Some may want to suggest that the gap we identify is filled by the Schematism, in which the categorial concepts are interpreted temporally, and in particular by the concept of substance. About this we have two comments. First, we have just cited all the references, direct or by inference, to numerical identity in the Analytic of Principles. The only one from the Schematism is the one about "successive apprehension". Second, the concept of substance is more like what we would now call a stuff concept than a sortal concept. On this topic and others, we have benefited from discussions with Dr. Hilmar Lorenz.
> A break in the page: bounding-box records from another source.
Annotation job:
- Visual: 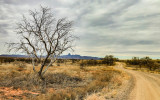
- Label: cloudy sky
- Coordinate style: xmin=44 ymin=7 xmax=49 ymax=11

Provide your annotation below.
xmin=0 ymin=0 xmax=160 ymax=58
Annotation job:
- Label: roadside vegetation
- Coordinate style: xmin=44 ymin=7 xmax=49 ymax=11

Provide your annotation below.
xmin=124 ymin=57 xmax=160 ymax=73
xmin=0 ymin=56 xmax=127 ymax=100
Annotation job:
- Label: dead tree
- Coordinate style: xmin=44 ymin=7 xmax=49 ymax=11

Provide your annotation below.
xmin=8 ymin=7 xmax=76 ymax=79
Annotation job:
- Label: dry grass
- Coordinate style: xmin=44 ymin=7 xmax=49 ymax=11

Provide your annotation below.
xmin=124 ymin=65 xmax=160 ymax=74
xmin=0 ymin=62 xmax=125 ymax=100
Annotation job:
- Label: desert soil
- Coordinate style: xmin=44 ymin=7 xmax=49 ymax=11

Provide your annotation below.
xmin=117 ymin=63 xmax=160 ymax=100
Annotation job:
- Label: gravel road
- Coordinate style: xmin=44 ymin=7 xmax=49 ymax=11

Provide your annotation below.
xmin=117 ymin=63 xmax=160 ymax=100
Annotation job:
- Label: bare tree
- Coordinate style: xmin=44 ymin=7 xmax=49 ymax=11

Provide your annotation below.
xmin=8 ymin=7 xmax=76 ymax=79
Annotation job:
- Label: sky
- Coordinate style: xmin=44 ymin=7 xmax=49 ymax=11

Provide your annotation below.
xmin=0 ymin=0 xmax=160 ymax=58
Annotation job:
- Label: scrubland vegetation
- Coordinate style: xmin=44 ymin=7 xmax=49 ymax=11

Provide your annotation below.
xmin=125 ymin=57 xmax=160 ymax=73
xmin=0 ymin=56 xmax=127 ymax=100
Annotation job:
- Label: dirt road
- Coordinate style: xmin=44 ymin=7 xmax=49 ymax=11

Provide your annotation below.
xmin=117 ymin=63 xmax=160 ymax=100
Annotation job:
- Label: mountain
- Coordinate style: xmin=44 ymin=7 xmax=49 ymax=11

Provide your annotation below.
xmin=0 ymin=53 xmax=100 ymax=60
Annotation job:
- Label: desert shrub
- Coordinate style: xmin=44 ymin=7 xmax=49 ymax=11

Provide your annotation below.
xmin=126 ymin=57 xmax=160 ymax=70
xmin=46 ymin=73 xmax=82 ymax=85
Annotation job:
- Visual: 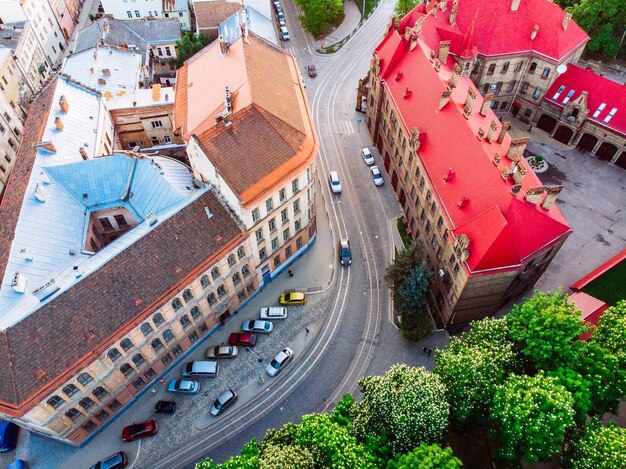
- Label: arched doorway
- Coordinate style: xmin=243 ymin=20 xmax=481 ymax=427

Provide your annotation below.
xmin=552 ymin=125 xmax=574 ymax=145
xmin=596 ymin=142 xmax=617 ymax=161
xmin=537 ymin=114 xmax=556 ymax=133
xmin=576 ymin=134 xmax=598 ymax=153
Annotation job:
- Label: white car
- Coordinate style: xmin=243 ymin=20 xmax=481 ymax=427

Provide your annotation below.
xmin=328 ymin=171 xmax=341 ymax=194
xmin=265 ymin=347 xmax=293 ymax=376
xmin=361 ymin=147 xmax=374 ymax=166
xmin=370 ymin=166 xmax=385 ymax=186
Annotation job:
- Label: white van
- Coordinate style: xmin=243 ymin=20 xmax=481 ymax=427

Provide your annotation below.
xmin=183 ymin=361 xmax=220 ymax=378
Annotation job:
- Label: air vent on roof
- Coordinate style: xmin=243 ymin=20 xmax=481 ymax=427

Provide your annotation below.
xmin=11 ymin=272 xmax=28 ymax=293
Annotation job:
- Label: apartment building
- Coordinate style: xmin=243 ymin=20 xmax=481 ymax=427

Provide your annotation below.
xmin=174 ymin=33 xmax=318 ymax=282
xmin=357 ymin=8 xmax=571 ymax=330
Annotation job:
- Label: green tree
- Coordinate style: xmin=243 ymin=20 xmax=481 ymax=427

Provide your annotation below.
xmin=387 ymin=444 xmax=463 ymax=469
xmin=506 ymin=291 xmax=587 ymax=371
xmin=433 ymin=318 xmax=519 ymax=427
xmin=567 ymin=0 xmax=626 ymax=58
xmin=563 ymin=420 xmax=626 ymax=469
xmin=490 ymin=372 xmax=574 ymax=463
xmin=353 ymin=365 xmax=450 ymax=454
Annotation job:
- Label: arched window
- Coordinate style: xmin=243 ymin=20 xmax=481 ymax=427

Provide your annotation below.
xmin=48 ymin=395 xmax=65 ymax=409
xmin=172 ymin=298 xmax=183 ymax=311
xmin=107 ymin=348 xmax=122 ymax=362
xmin=152 ymin=313 xmax=165 ymax=327
xmin=63 ymin=384 xmax=78 ymax=397
xmin=183 ymin=289 xmax=193 ymax=303
xmin=77 ymin=373 xmax=93 ymax=386
xmin=120 ymin=363 xmax=135 ymax=376
xmin=120 ymin=339 xmax=134 ymax=352
xmin=139 ymin=322 xmax=154 ymax=336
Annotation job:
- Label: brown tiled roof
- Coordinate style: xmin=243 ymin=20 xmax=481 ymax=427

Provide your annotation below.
xmin=0 ymin=182 xmax=245 ymax=410
xmin=193 ymin=1 xmax=241 ymax=29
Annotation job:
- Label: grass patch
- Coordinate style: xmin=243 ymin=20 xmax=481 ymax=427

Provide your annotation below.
xmin=582 ymin=259 xmax=626 ymax=306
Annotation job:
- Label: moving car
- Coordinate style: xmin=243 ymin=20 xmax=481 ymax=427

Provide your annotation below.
xmin=339 ymin=239 xmax=352 ymax=265
xmin=370 ymin=166 xmax=385 ymax=186
xmin=328 ymin=171 xmax=341 ymax=194
xmin=154 ymin=401 xmax=176 ymax=414
xmin=265 ymin=347 xmax=293 ymax=376
xmin=211 ymin=389 xmax=238 ymax=416
xmin=228 ymin=332 xmax=256 ymax=347
xmin=122 ymin=420 xmax=159 ymax=442
xmin=241 ymin=320 xmax=274 ymax=334
xmin=361 ymin=147 xmax=374 ymax=166
xmin=205 ymin=345 xmax=239 ymax=358
xmin=167 ymin=379 xmax=200 ymax=394
xmin=259 ymin=306 xmax=287 ymax=319
xmin=90 ymin=451 xmax=128 ymax=469
xmin=278 ymin=291 xmax=306 ymax=306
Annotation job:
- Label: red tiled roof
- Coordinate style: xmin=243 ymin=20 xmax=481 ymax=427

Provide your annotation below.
xmin=375 ymin=23 xmax=571 ymax=273
xmin=543 ymin=64 xmax=626 ymax=134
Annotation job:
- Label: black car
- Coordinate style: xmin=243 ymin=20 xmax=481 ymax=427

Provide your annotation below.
xmin=154 ymin=401 xmax=176 ymax=414
xmin=91 ymin=451 xmax=128 ymax=469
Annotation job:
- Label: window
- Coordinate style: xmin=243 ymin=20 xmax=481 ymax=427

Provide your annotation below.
xmin=180 ymin=314 xmax=191 ymax=329
xmin=139 ymin=322 xmax=154 ymax=336
xmin=78 ymin=397 xmax=95 ymax=410
xmin=163 ymin=329 xmax=174 ymax=343
xmin=93 ymin=386 xmax=109 ymax=401
xmin=77 ymin=373 xmax=93 ymax=386
xmin=48 ymin=396 xmax=65 ymax=409
xmin=133 ymin=353 xmax=146 ymax=368
xmin=107 ymin=348 xmax=122 ymax=362
xmin=150 ymin=339 xmax=163 ymax=352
(3) We owe the question of how much Kant's argument for sensible intuition actually proves to Lorne Falkenstein.

Bibliography

Brook, A. 1994. Kant and the Mind. New York: Cambridge University Press.

Kant, I. 1763. 'Attempt to Introduce the Concept of Negative Magnitudes into Philosophy'. In Walford, D. ed. Immanuel Kant: Theoretical Philosophy, 1755-1770. Cambridge: Cambridge University Press, pp. 203-241.

Kant, I. 1781/87. Critique of Pure Reason. Trans. Norman Kemp Smith as Immanuel Kant's Critique of Pure Reason. London: Macmillan Co. Ltd., 1963.